Adenosine-to-inosine (A-to-I) editing is an endogenous RNA modification in eukaryotes, catalyzed by adenosine deaminases acting on RNA (ADARs). This modification modulates the gene expression by influencing splicing, RNA stability, and coding potential, depending on the site of editing. Although recent studies suggest a crosstalk between A-to-I editing and transcripts involved in DNA repair, the extent and functional significance of this interaction remain unclear. To investigate this, we applied the EpiPlex RNA assay—a method enabling epitranscriptome-wide detection of RNA modifications—in human lymphoblastoid TK6 cells. Across two biological replicates, we identified 869 transcripts bearing A-to-I–modifications. Gene Ontology analysis revealed significant enrichment in genome maintenance pathways, including “chromatin remodeling” and “DNA repair.” Notably, 27 transcripts encoding DNA repair proteins—such as ATM, FANCA, BRCA1, POLH , and XPA —contained A-to-I sites within introns or 3′ untranslated regions. To assess the isoform-specific contributions of ADAR enzymes—specifically ADAR1 p150 and p110—to RNA editing, we generated p150-deficient (p150 KO) and p150/p110-deficient (p150/p110 KO) TK6 cells.
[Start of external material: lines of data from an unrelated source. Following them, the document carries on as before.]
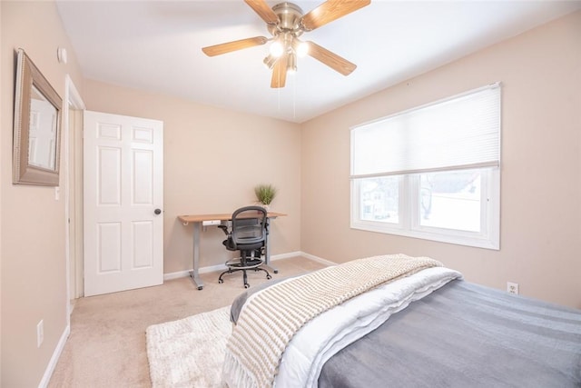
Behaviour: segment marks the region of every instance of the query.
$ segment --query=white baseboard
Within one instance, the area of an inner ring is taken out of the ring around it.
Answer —
[[[54,348],[54,352],[53,352],[53,356],[51,357],[51,361],[48,363],[46,366],[46,370],[44,371],[44,374],[43,375],[43,380],[40,381],[38,384],[38,388],[46,388],[48,386],[48,383],[53,376],[53,373],[54,372],[54,368],[56,368],[56,363],[58,363],[58,359],[61,358],[61,353],[63,353],[63,349],[64,349],[64,344],[66,343],[66,340],[71,333],[71,325],[67,324],[61,335],[61,339],[58,341],[56,344],[56,348]]]
[[[304,252],[301,251],[297,251],[297,252],[289,252],[287,254],[273,254],[271,256],[271,261],[274,262],[277,260],[282,260],[282,259],[289,259],[290,257],[297,257],[297,256],[302,256],[302,257],[306,257],[307,259],[310,259],[313,260],[315,262],[319,262],[322,264],[325,265],[337,265],[337,263],[333,263],[333,262],[330,262],[329,260],[325,260],[322,259],[320,257],[310,254],[305,254]],[[201,267],[198,270],[198,273],[200,274],[208,274],[211,272],[217,272],[217,271],[225,271],[226,270],[226,265],[225,264],[218,264],[218,265],[212,265],[209,267]],[[166,280],[172,280],[172,279],[178,279],[180,277],[187,277],[190,276],[190,271],[192,270],[186,270],[186,271],[178,271],[178,272],[173,272],[173,273],[169,273],[169,274],[163,274],[163,281]]]
[[[301,255],[302,257],[306,257],[307,259],[310,259],[310,260],[312,260],[313,262],[319,262],[319,263],[320,263],[321,264],[325,264],[325,265],[329,265],[329,266],[337,265],[337,263],[335,263],[335,262],[331,262],[331,261],[330,261],[330,260],[323,259],[323,258],[321,258],[321,257],[315,256],[314,254],[307,254],[307,253],[305,253],[305,252],[301,252],[301,253],[300,253],[300,255]]]

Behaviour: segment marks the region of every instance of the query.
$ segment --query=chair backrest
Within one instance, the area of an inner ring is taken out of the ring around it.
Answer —
[[[232,213],[231,239],[236,245],[266,240],[267,212],[261,206],[245,206]]]

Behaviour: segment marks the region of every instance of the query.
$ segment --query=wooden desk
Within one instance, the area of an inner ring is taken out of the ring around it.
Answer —
[[[282,217],[287,215],[284,213],[269,212],[267,214],[267,227],[269,225],[269,220],[271,218]],[[222,224],[227,224],[231,220],[231,214],[192,214],[192,215],[178,215],[178,219],[182,221],[184,226],[187,226],[190,223],[193,224],[193,269],[190,271],[190,277],[198,287],[198,290],[203,288],[203,282],[200,278],[200,234],[202,232],[202,226],[218,226]],[[266,241],[264,242],[264,264],[271,268],[274,274],[278,274],[279,270],[271,266],[271,244],[269,234],[266,234]]]

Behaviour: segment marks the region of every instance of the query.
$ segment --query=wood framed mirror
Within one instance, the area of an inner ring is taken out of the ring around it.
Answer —
[[[16,50],[13,183],[58,186],[63,100],[23,49]]]

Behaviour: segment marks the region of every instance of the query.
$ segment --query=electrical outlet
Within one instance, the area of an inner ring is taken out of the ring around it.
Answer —
[[[36,347],[40,347],[43,344],[43,341],[44,341],[44,322],[41,319],[36,324]]]
[[[507,291],[510,293],[518,294],[518,284],[517,283],[507,283]]]

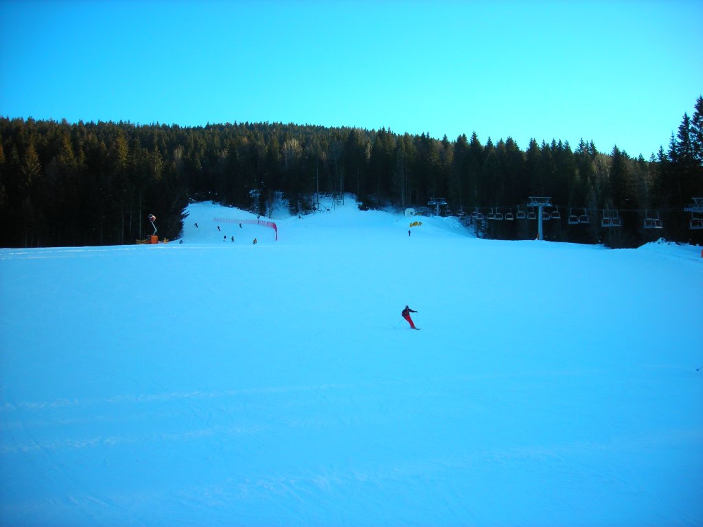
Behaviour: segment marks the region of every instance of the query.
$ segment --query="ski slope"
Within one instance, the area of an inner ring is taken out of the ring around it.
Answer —
[[[0,523],[703,525],[700,247],[329,205],[0,249]]]

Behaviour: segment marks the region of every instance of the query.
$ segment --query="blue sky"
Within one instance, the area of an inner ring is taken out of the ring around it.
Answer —
[[[703,93],[703,1],[0,0],[0,115],[390,128],[645,158]]]

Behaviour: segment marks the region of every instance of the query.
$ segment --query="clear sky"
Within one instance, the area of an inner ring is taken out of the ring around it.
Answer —
[[[645,158],[703,93],[703,0],[0,0],[0,115],[390,128]]]

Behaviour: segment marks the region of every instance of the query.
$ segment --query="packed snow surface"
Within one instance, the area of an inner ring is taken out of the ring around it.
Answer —
[[[2,525],[703,524],[700,247],[188,211],[0,250]]]

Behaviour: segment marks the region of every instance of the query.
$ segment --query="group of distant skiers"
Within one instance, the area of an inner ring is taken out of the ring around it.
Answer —
[[[198,222],[197,221],[195,222],[195,228],[196,229],[199,228],[199,227],[198,226]],[[242,228],[242,224],[241,223],[239,224],[239,228]],[[219,225],[217,226],[217,230],[219,230],[221,233],[222,232],[222,230],[219,228]],[[222,241],[223,242],[226,242],[227,241],[227,235],[226,234],[224,235],[224,236],[222,237]],[[234,236],[230,237],[230,241],[232,243],[234,243]],[[181,240],[181,243],[183,243],[183,240]],[[253,245],[257,245],[257,239],[256,238],[254,238]]]

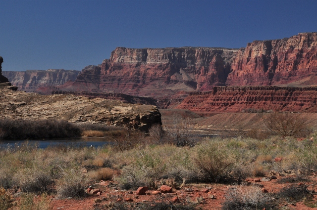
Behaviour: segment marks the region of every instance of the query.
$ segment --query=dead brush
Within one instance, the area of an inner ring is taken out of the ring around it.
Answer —
[[[271,194],[263,193],[258,186],[234,186],[229,189],[222,209],[268,210],[271,209]]]
[[[91,171],[89,176],[96,180],[110,180],[113,177],[113,170],[108,168],[99,168],[97,171]]]

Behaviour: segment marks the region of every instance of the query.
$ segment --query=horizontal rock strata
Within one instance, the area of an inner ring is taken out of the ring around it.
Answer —
[[[52,119],[73,123],[117,126],[147,130],[161,125],[160,113],[151,105],[73,95],[42,95],[0,87],[0,118]]]
[[[74,81],[80,72],[75,70],[49,69],[24,72],[3,71],[2,73],[13,85],[17,86],[19,90],[38,92],[38,88],[40,87],[60,85],[68,81]]]
[[[197,112],[250,110],[316,112],[317,87],[221,86],[193,92],[176,108]]]

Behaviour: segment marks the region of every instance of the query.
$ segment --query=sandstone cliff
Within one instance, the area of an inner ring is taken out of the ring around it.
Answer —
[[[2,73],[12,85],[18,87],[19,90],[37,92],[41,87],[52,87],[63,84],[67,81],[74,81],[79,72],[75,70],[49,69],[25,72],[3,71]]]
[[[170,101],[216,86],[311,85],[317,83],[317,33],[306,33],[254,41],[240,49],[117,47],[109,59],[85,68],[74,82],[60,88]]]
[[[165,99],[224,85],[237,49],[117,47],[110,59],[85,68],[66,90],[122,92]]]
[[[193,92],[177,107],[202,112],[238,112],[264,109],[316,112],[317,87],[214,87]]]
[[[153,105],[70,94],[43,95],[1,85],[0,110],[0,118],[15,120],[62,119],[146,131],[154,124],[161,125],[160,113]]]
[[[282,40],[254,41],[240,49],[226,84],[259,85],[317,82],[317,33]]]

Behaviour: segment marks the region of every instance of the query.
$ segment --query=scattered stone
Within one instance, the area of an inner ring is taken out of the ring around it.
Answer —
[[[135,193],[136,195],[145,195],[145,192],[149,189],[148,187],[140,187],[137,190]]]
[[[131,198],[126,198],[124,199],[124,201],[126,201],[127,202],[132,202],[133,200]]]
[[[207,193],[208,192],[209,192],[209,190],[208,189],[204,189],[203,190],[202,190],[202,192],[203,193]]]
[[[268,191],[267,191],[267,190],[266,190],[264,187],[263,188],[262,188],[262,192],[263,193],[268,193]]]
[[[160,191],[159,191],[158,190],[156,190],[155,191],[152,192],[152,195],[159,195],[161,193],[160,192]]]
[[[170,193],[173,191],[173,188],[167,185],[162,185],[160,188],[161,193]]]
[[[171,202],[172,203],[179,203],[179,199],[178,199],[178,197],[174,197],[174,198],[173,198],[171,200]]]
[[[95,199],[94,202],[95,202],[95,203],[97,204],[97,203],[100,203],[100,202],[102,202],[102,200],[101,200],[101,199],[100,199],[100,198],[97,198],[97,199]]]
[[[261,181],[269,181],[271,180],[270,177],[264,177],[261,179]]]
[[[100,190],[99,190],[99,189],[94,189],[91,190],[90,191],[92,194],[97,194],[99,192],[100,192]]]

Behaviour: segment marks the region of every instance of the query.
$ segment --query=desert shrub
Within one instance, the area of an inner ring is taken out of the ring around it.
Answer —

A-to-I editing peaks were reduced by ∼73.4% in p150 KO cells and nearly abolished (99.9%) in p150/p110 KO cells, indicating that most editing sites are p150-dependent, while a notable subset relies on p110. Importantly, a novel splice variant of XPA emerged in ADAR1-deficient cells, suggesting a role for RNA editing in alternative splicing regulation. Our epitranscriptomic analysis of A-to-I RNA editing underscores a multifaceted role for ADAR1-dependent editing in preserving genome integrity through posttranscriptional regulation of DNA repair genes, laying the groundwork for future studies into RNA-based mechanisms of genome maintenance.